Is anyone here familiar with what's involved to replace the BMW logo on the front hood? My father drives a 525i and his front hood logo was recently chipped so I'd like to replace it for him.

-How would i go about removing the old hood logo without causing any damage?
-What will secure the new hood logo down?
-Other than the front logo itself, are any other parts needed to install a new front hood logo?

I've never done this before so if someone could give me some advice, I would appreciate it.

Thanks,
PG


----------



## The HACK (Dec 19, 2001)

PG said:


> *Is anyone here familiar with what's involved to replace the BMW logo on the front hood? My father drives a 525i and his front hood logo was recently chipped so I'd like to replace it for him.
> 
> -How would i go about removing the old hood logo without causing any damage?
> -What will secure the new hood logo down?
> ...


I've never done it myself, only vaguely remember what the Bentley manual said about it...Basically, wrap a flat head screwdriver in tape so not to scratch the paint, and insert underneath the emblem and LIFT. That's it.

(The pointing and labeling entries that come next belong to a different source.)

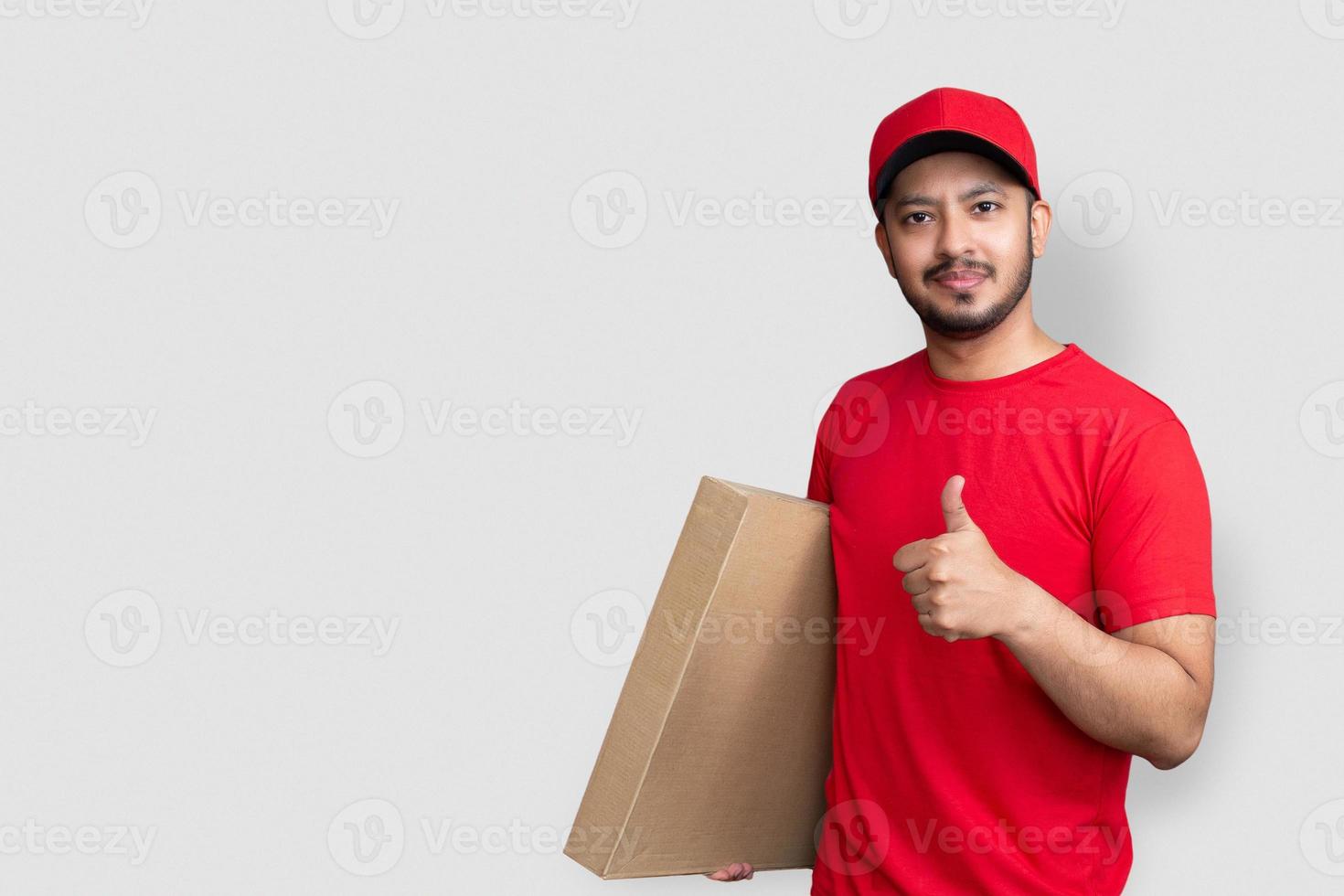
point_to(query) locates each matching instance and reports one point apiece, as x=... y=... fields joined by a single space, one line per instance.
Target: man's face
x=957 y=235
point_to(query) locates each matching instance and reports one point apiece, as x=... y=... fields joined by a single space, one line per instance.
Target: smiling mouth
x=960 y=280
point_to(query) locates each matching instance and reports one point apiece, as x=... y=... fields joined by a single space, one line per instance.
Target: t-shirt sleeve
x=1152 y=536
x=818 y=484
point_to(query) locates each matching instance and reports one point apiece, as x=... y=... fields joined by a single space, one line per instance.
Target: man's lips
x=960 y=280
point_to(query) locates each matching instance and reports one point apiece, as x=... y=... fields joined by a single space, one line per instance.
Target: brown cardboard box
x=720 y=741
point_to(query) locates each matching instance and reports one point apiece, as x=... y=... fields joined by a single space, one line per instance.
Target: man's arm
x=1144 y=689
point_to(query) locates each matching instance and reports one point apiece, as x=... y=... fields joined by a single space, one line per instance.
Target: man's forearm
x=1128 y=696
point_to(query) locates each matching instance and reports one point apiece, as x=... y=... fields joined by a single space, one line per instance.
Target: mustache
x=938 y=271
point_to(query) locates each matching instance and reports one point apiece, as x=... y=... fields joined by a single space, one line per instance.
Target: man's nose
x=953 y=238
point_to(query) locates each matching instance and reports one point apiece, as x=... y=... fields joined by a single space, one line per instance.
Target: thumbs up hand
x=955 y=581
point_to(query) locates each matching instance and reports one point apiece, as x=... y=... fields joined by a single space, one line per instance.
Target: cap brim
x=935 y=142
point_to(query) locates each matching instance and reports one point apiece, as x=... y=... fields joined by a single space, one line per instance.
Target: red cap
x=945 y=120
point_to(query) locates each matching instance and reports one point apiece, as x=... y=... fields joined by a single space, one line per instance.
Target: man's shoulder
x=1133 y=407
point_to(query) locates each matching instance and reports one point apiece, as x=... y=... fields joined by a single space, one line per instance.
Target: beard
x=965 y=320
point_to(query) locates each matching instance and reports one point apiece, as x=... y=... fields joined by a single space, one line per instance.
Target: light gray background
x=488 y=289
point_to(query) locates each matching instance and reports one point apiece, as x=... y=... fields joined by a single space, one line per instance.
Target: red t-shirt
x=955 y=773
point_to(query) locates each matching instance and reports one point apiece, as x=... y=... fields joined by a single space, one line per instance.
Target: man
x=1034 y=531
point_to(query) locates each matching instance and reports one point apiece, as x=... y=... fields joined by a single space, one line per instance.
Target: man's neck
x=1011 y=347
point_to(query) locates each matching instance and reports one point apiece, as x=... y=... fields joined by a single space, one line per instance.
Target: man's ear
x=1040 y=220
x=880 y=232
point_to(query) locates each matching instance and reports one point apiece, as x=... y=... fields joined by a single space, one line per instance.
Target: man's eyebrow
x=983 y=188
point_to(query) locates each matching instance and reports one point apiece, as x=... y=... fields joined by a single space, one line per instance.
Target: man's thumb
x=953 y=511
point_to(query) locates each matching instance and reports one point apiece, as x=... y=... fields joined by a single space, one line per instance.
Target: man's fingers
x=737 y=870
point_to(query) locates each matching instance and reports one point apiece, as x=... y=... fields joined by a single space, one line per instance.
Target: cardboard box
x=720 y=741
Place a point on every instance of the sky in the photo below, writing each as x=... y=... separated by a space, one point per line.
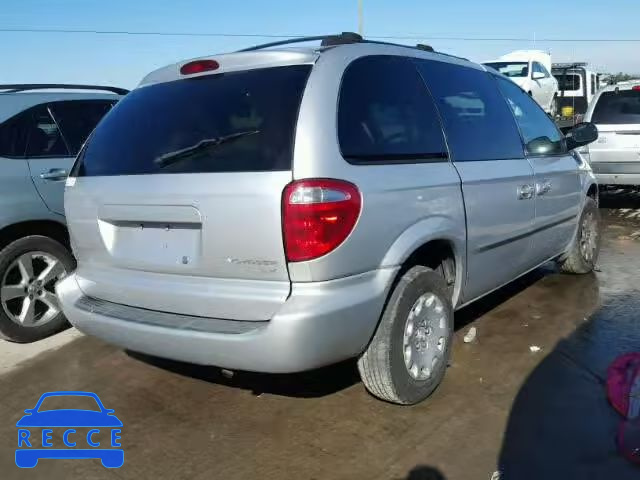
x=123 y=59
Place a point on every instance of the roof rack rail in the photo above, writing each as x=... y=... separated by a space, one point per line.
x=327 y=40
x=343 y=38
x=21 y=87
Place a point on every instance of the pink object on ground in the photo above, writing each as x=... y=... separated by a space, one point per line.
x=623 y=390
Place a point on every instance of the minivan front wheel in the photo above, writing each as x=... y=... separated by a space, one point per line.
x=408 y=355
x=29 y=269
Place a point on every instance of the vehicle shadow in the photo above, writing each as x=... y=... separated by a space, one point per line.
x=561 y=424
x=334 y=378
x=423 y=472
x=620 y=198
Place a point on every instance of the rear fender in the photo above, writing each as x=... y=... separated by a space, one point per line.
x=425 y=231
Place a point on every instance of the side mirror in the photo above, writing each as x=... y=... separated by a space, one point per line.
x=582 y=134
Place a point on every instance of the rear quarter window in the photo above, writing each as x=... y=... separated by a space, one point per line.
x=230 y=122
x=617 y=108
x=385 y=114
x=477 y=119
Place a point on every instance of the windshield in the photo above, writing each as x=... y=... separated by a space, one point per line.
x=619 y=108
x=511 y=69
x=161 y=121
x=67 y=402
x=569 y=82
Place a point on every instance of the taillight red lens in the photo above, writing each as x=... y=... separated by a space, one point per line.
x=317 y=216
x=199 y=66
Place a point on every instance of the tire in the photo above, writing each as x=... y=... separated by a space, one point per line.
x=582 y=257
x=382 y=366
x=40 y=320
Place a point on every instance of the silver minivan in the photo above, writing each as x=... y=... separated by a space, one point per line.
x=280 y=209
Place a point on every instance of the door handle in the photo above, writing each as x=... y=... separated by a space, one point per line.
x=55 y=174
x=544 y=187
x=525 y=192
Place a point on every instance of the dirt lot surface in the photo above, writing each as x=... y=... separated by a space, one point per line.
x=539 y=413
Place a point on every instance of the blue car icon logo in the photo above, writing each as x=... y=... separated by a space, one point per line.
x=71 y=433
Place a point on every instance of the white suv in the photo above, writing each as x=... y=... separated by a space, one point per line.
x=42 y=127
x=615 y=157
x=530 y=70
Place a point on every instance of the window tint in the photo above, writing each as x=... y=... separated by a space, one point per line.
x=540 y=134
x=78 y=118
x=385 y=113
x=511 y=69
x=539 y=68
x=232 y=122
x=478 y=123
x=569 y=82
x=13 y=135
x=44 y=138
x=618 y=108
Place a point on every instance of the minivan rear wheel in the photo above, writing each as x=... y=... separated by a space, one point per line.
x=29 y=270
x=408 y=355
x=585 y=249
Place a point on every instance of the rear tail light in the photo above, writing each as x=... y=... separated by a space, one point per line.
x=317 y=216
x=199 y=66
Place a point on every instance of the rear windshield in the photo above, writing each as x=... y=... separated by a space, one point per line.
x=511 y=69
x=231 y=122
x=617 y=108
x=569 y=82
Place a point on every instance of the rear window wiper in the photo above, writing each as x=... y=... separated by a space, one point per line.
x=170 y=158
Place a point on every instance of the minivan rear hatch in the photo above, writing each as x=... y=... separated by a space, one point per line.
x=174 y=203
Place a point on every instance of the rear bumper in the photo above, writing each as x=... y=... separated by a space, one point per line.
x=321 y=323
x=618 y=178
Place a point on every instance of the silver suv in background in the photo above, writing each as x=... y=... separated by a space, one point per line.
x=42 y=127
x=615 y=157
x=281 y=209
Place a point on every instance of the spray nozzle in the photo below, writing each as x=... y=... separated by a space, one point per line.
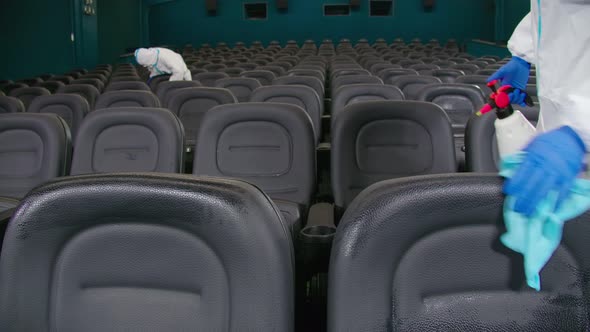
x=500 y=101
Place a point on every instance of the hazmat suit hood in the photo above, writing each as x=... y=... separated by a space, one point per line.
x=146 y=57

Double check with someone that has access to the Bentley manual in front of them to make sure.


----------



## eugeneDC/TX (Jan 14, 2002)

PG said:


> *Is anyone here familiar with what's involved to replace the BMW logo on the front hood? My father drives a 525i and his front hood logo was recently chipped so I'd like to replace it for him.
> 
> -How would i go about removing the old hood logo without causing any damage?
> -What will secure the new hood logo down?
> ...


i dont have a bentley, but i think vince(topazblau) would know. didnt he replace his roundel with the alpina one?


----------



## WRS (Dec 22, 2001)

it is held in by grommets, pry up wih two SMALL thin screwdrivers wrapped in electrical tape.


----------



## PG (Jan 13, 2002)

*To WRS*

Thanks for the info. If I'll be replacing the old chipped hood roundel with a new one, do I need to get 2 new grommets or can I reuse the old ones?


----------



## WRS (Dec 22, 2001)

I would replace the grommets, they are only about 50 Cents for the both of them.


----------



## Tanning machine (Feb 21, 2002)

I replaced mine a couple of years ago on an E30. Ordered the roundel from BavAuto. Despite the talk of wrapped screwdrivers and replacing grommets, which sounded like the possibility of scratches and screwups was high, it is an incredibly simple task. 5 minutes at most. :bigpimp:


----------



## UrineMachine (Apr 18, 2002)

Replaced mine on my E34 525i, its so simple.. I used a putty knife (its thinner than a screw driver) and a towel under neath the knife so no scratching. Simply go around the Roundel lifting it until it's easy to come off... you should replace the grommets under the roundel with new ones to assure a tight fit since the ones you've got are worn.


----------



## in_d_haus (Jan 2, 2002)

I've done my E34 525 twice now (damn rocks) As said it's just 2 prongs. Instead of wrapping things in tape use a credit card to get it started then pry against the card to protect the finish.


----------